Vivía en una parte muy extraña de su planeta, no cabía duda. Los pies ligeros crepitaron con el agua que corría sobre y bajo su ciudad, y el frío, que ya duraba varios días, era torturador.
La llovizna, poco a poco, como una primer idea que comienza a invadir culturas enteras, fue apoderándose de su cuerpo, pasando por su cuello, lenta, su espalda, terrible, su cintura, implacablemente. Sintió escalofríos mientras con sus ojos acariciaba una vidriera, y luego una flor destrozada en la vereda por miles de suelas de miles de zapatos de miles de marcas diferentes. "Qué extraño destino el de la naturaleza"... reflexionó con la prisa del que camina un camino esperando el fin. También divisó un helicóptero, a lo lejos, en lo alto, imponiendo respeto con la ruidosa hélice oxidada, pero desapareció demasiado pronto en una estela imperceptible de humo. Después un hombre alto, enhiesto, de gran aporte físico a pesar de su edad bastante madura, y con enormes ojos (tan duros que se tornaba imposible creer que por allí corrieran imágenes). Un cielo gris censurado de sol, de esa caricia tan agradable para la piel, de felicidad, de vida.
Sólo unas horas atrás, discaba los números telefónicos de todos varios de sus amigos, amigas, compañeros de estudios. Le extrañó de sobremanera esa ausencia abrupta y colectiva de tanta gente, pero como un sonido que invade lo hermético, como la canción que hace vibrar a los sordos, escuchó la voz de Laura. Ella también se notaba sorprendida, y alegre al igual que él por haber hallado compañía. Por eso mojaba su pulóver, su cuerpo, caminaba con ansias, jugaba con los pies en las baldosas inseguras del centro... cinco palabras una excusa y una sonrisa habían sido suficientes para el encuentro, necesario por otra parte, pactado en el viejo café de siempre. Aquel subterráneo lugar donde nacían las subterráneas palabras y pocas veces morían.
Una gota juntó la suficiente fuerza para atravesar su nube, fue presa de una visión de libertad, voló y voló, se creyó única en los aires, todapoderosa, atravesando las débiles haces de luz, creando arcoiris... pero nunca anticipó su desgraciado fin, y horrorizada, queriendo volver a su nube, se desvaneció ignorantemente, en una calle desconocida. Otra gota, y otra gota, y otra y otra... en aquel pueblo tan lluvioso.

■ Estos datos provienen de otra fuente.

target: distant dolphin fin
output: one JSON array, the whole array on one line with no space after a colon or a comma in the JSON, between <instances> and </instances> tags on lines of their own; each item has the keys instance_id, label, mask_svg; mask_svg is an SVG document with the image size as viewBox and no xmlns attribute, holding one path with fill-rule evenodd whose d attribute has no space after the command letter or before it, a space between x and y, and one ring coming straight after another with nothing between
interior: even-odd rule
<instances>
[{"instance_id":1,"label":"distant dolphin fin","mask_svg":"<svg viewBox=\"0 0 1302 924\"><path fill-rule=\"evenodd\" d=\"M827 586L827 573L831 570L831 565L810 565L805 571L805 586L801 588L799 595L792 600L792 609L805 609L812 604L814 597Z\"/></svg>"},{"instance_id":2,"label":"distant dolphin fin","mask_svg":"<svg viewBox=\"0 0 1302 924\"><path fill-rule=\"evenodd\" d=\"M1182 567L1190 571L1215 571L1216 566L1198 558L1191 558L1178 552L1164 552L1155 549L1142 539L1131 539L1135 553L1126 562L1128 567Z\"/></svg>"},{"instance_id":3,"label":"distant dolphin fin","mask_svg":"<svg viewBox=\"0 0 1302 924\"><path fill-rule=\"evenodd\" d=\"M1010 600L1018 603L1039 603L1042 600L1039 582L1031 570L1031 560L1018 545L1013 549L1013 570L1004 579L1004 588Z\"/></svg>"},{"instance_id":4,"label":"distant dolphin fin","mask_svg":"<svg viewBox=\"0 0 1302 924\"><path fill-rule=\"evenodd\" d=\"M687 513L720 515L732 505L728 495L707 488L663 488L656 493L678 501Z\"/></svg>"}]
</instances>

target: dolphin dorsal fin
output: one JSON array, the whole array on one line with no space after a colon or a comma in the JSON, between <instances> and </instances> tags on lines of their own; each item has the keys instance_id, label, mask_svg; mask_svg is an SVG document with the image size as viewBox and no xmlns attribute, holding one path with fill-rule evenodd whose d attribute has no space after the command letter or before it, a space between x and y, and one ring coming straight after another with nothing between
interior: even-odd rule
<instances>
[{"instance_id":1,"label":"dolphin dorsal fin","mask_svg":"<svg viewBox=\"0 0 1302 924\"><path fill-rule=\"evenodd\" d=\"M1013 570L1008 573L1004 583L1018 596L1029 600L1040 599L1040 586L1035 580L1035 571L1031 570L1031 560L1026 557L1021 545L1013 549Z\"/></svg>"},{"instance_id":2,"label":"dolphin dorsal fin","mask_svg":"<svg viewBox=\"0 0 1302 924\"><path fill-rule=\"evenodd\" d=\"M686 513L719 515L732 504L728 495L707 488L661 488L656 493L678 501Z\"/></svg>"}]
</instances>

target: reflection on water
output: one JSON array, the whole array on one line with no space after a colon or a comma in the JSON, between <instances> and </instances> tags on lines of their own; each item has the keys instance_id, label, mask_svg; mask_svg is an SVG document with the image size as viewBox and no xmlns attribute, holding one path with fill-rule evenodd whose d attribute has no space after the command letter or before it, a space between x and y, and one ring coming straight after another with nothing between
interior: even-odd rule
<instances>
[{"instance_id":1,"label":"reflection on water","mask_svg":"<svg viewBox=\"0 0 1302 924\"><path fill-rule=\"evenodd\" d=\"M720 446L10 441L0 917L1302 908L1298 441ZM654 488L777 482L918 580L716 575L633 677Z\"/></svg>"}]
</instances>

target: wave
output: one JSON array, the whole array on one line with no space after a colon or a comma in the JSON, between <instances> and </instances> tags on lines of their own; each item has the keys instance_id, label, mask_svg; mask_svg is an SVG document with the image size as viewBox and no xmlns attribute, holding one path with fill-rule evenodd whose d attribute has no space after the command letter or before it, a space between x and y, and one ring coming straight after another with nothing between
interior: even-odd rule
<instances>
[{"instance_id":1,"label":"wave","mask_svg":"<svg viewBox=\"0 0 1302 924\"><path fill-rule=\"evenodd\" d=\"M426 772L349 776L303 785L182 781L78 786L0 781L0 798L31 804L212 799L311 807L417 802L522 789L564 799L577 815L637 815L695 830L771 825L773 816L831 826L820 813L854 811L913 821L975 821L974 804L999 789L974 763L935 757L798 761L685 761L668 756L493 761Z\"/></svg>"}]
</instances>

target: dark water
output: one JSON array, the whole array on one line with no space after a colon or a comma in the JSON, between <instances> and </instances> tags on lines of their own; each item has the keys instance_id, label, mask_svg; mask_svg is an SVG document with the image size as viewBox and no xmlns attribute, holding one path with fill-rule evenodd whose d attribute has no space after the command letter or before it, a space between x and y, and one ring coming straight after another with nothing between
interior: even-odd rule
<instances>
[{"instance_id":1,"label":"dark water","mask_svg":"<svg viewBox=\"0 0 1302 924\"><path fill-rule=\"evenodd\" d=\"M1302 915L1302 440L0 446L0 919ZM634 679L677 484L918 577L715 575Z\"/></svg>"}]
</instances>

Esta vez, junto a una gran confitería, el sabroso olor de las masas lo dejaron trémulo. Se detuvo sin pensarlo dos veces, palpó instintivamente su bolsillo, y ya estaba dentro del negocio. Allí presenció un gran salón, muy grande, exagerado para ser ocupado sólo por una mujer obesa, el panadero, y él. Saludó, y el vendedor respondió con cortesía. Aquella mujer, el amasijo de carnes y ropas ya no se encontraba ahí, se había esfumado sin que nadie lo notase, esta vez eran él, el aire, y un par de moscas, en busca de azúcar, una veloz, la otra enorme y lenta. Realizó el pedido al fin.
Las últimas dos cuadras se hicieron más placenteras con el estómago lleno. Al atravesar la pesada puerta de madera del bar, la vio. Lo estaba esperando, sentada sola en una mesa del rincón. La luz era tenue, relajaba las pupilas amedrentadas por los brillos de la ciudad. Se besaron en un instante que quedó sostenido en el tiempo, suspirando dejó caer su cuerpo en la silla. Pero no pudo terminar de distender sus músculos contraídos, porque sus ojos no pudieron escapar, sus párpados no quisieron censurar lo que ocurría y así fue testigo, y lo observó todo.